Here is some progress in your solution:
First, note that this problem, in fact, has a solution since the unit sphere is compact and the objective function is continuous. Second, note that the problem is not convex since the restriction $\|a\|=1$ is not affine. On the other hand, the problem is equivalent to
$$min \sum_{i=1}^n(y_i -a^tx_i)^2,\;\; s.t\; \|a\|_2^2-1=0. $$ The advantage of this formulation is that it will make the constraint smooth and will simplify a lot of computation. Since the problem is nonconvex and the LICQ is satisfied at any feasible point, the most we can do is to find all KKT points and choose, among those, the one at which the function $$f(a)= \sum_{i=1}^n (y_i-a^Tx_i)^2$$ attains its minimum value. We proceed as follows:
The lagrangian in this case is
$$L(a,\lambda)= f(a)+\lambda(\|a\|_2^2-1),$$ from which we find that $a$ is KKT iff
$$0= \sum_{i=1}^n-2(y_i-a^Tx_i)x_i +2\lambda a.$$
Now we introduce some notation:
$$X=[x_1,\ldots, x_n],\; A= \sum_{i=1}^{n} x_ix_i^T,\; y= (y_1,\ldots,y_n)^T,\; v=Xy, \; b=A^{-1}v,\; b'=A^{-1}b.$$ Whith this in mind, the KKT condition is just
$$\lambda a= \sum_{i=1}^ny_ix_i -\sum_{i=1}^n(a^tx_i) x_i= Xy- Aa=v-Aa, $$ or equivalently, $$(A+\lambda I)a= v.$$ We only analyze the following case:
$\textbf{Case:}\;-\lambda \notin \sigma(A)$(the set of eigenvalues of A)
Hence $A+\lambda I$ is invertible. Furthermore, its inverse is given by
$$(A+\lambda I)^{-1} =A^{-1} - g(\lambda) A^{-2},$$ where $$g(\lambda)=\frac{\lambda}{1+\lambda \;Tr(A^{-1})}$$ (See this page and this page).

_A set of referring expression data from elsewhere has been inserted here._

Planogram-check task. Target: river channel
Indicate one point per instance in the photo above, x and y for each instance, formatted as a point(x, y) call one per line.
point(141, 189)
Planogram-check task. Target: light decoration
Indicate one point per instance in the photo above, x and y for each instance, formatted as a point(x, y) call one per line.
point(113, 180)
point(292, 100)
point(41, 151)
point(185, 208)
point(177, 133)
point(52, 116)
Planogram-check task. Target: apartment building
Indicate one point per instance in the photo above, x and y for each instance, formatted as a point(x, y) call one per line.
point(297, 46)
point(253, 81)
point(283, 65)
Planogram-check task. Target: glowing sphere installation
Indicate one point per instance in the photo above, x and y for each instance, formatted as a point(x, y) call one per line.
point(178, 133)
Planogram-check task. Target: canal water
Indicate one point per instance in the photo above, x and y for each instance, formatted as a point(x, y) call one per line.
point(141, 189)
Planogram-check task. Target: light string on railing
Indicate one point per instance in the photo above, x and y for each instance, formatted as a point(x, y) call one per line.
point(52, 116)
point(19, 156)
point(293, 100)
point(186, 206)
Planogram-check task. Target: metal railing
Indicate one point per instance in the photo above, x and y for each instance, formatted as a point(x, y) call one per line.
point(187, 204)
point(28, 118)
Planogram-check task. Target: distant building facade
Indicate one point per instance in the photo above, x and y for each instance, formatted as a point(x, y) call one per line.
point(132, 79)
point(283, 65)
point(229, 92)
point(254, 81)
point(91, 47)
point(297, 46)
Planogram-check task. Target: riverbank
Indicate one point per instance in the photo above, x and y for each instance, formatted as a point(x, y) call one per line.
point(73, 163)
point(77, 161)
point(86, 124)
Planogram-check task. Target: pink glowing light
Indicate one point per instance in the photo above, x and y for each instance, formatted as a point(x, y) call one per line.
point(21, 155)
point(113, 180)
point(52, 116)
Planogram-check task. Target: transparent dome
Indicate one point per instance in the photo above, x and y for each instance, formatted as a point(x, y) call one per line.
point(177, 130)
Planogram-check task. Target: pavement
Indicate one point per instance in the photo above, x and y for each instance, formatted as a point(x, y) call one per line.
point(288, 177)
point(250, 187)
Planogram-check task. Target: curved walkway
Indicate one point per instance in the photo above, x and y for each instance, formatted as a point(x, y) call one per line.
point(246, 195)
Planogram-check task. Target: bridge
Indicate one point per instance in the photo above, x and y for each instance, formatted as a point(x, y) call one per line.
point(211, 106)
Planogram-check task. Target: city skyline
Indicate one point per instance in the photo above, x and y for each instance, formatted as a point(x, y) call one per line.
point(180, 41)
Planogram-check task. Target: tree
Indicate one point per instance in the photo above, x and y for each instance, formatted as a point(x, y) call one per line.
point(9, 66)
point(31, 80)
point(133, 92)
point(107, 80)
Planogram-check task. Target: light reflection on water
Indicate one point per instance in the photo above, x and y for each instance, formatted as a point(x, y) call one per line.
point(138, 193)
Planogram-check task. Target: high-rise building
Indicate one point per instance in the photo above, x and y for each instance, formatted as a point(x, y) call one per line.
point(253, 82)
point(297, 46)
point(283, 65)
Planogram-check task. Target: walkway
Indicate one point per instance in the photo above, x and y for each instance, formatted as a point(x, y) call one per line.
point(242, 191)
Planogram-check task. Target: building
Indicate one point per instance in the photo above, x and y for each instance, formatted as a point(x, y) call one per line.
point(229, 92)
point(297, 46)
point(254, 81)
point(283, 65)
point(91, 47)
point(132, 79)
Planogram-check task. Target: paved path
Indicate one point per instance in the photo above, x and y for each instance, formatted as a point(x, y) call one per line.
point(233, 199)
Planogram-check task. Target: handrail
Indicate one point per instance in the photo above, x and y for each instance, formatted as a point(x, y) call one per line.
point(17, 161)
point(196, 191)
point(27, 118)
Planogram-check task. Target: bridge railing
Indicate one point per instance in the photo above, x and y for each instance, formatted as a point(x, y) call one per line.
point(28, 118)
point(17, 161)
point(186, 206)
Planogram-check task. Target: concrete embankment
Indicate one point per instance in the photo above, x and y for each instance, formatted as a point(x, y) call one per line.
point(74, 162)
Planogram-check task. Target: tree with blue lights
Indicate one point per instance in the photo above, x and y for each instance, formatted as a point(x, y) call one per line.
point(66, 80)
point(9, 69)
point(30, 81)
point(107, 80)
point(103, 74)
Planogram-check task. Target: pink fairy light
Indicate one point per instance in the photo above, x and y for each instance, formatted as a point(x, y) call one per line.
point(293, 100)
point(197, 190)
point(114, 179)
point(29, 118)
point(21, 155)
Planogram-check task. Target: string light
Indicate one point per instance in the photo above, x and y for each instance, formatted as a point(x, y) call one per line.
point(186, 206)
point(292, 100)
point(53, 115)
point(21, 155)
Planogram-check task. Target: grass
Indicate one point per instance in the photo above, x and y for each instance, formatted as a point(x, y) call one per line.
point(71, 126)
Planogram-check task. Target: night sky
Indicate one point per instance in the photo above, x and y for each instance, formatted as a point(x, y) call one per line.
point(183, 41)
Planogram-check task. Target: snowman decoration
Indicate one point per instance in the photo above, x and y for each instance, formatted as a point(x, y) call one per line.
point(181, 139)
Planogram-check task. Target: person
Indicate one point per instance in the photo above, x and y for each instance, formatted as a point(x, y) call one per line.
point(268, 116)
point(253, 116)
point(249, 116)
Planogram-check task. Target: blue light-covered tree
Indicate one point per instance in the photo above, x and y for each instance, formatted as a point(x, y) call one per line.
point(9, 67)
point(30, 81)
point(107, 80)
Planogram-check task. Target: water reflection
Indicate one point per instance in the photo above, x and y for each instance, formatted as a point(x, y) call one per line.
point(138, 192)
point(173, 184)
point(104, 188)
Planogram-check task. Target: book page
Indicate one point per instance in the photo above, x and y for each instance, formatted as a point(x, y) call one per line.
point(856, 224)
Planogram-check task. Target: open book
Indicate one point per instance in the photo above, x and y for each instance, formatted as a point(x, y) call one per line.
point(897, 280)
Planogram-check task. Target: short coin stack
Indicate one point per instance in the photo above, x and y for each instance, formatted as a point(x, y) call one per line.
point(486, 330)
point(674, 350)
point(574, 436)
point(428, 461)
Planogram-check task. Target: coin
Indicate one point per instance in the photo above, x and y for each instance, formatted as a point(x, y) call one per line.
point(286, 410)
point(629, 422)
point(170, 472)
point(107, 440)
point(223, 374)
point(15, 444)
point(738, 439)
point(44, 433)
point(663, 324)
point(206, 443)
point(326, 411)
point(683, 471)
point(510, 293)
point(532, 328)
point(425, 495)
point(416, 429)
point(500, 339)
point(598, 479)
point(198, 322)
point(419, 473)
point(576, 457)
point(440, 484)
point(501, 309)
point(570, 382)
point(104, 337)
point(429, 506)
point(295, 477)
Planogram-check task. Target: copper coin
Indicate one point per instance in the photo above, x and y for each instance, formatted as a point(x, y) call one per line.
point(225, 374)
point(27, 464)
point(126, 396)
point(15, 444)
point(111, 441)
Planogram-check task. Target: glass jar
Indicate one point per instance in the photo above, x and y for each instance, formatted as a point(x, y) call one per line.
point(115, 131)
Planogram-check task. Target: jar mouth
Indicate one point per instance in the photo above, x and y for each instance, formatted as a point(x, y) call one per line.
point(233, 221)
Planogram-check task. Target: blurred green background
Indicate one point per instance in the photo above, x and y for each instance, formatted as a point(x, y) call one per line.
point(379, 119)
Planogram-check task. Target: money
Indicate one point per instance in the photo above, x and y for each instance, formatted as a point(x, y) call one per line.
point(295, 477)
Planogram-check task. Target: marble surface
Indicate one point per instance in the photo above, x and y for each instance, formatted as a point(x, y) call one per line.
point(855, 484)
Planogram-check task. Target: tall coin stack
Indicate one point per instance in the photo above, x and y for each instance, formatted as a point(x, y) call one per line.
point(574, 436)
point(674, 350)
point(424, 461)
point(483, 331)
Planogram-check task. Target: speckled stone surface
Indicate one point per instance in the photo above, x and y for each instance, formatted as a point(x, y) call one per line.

So, we have in this case
$$a=(A+\lambda I)^{-1} v= A^{-1}v - g(\lambda) A^{-2}v= b- g(\lambda)b'. $$
But now we use the constraint $\|a\|_2^2=1$ to find $\lambda.$ We should have then
$$\|b\|^2_2- 2g(\lambda)b^Tb' +g^2(\lambda)\|b'\|_2^2=1,$$ from which
$$(\|b'\|_2^2)g^2(\lambda) +(-2b^Tb') g(\lambda)+(\|b\|^2_2-1)=0.$$ The trick now is to note that this is a quadratic equation in $g(\lambda).$ The discriminant of this equation is
$$D= 4((b^Tb')^2- \|b'\|_2^2(\|b\|2^2-1)).$$ If $D<0,$ we conclude that there are not KKT points in this case. Otherwise, we will have
$$g(\lambda)= \frac{b^Tb'+_{-}\sqrt{(b^Tb')^2- \|b'\|_2^2(\|b\|2^2-1)}}{\|b'\|_2^2}.$$
Denote $$r_{+}=\frac{b^Tb'+ \sqrt{(b^Tb')^2- \|b'\|_2^2(\|b\|2^2-1)}}{\|b'\|_2^2},\; r_{-}=\frac{b^Tb'- \sqrt{(b^Tb')^2- \|b'\|_2^2(\|b\|2^2-1)}}{\|b'\|_2^2} $$
This is of course the same as
$$\frac{\lambda}{1+\lambda \;Tr(A^{-1})}= r_{+},r_{-}.$$ From here we find that
$$\lambda_{+}= \frac{r_{+}}{1-r_{+}Tr(A^{-1})} \textrm{ and } \lambda_{-}= \frac{r_{-}}{1-r_{-}Tr(A^{-1}}$$ solve the equation, provided that $r_{+}\neq \frac{1}{Tr(A^{-1})}$ and $r_{-}\neq \frac{1}{Tr(A^{-1})}$ respectively. If one of this cases holds, we miss that solution. In conclusion, the only possible values of $\lambda$ so that the associated $a$ is $KKT$ are as above under the conditions $D\geq 0$ and $r_{+},r_{-}\neq \frac{1}{Tr(A^{-1})}.$
For the remaining case ($-\lambda \in \sigma(A)$) I have some ideas also. However, I don't think that a closed solution is possible. If I have some more time, I will think about it. Hope this helps.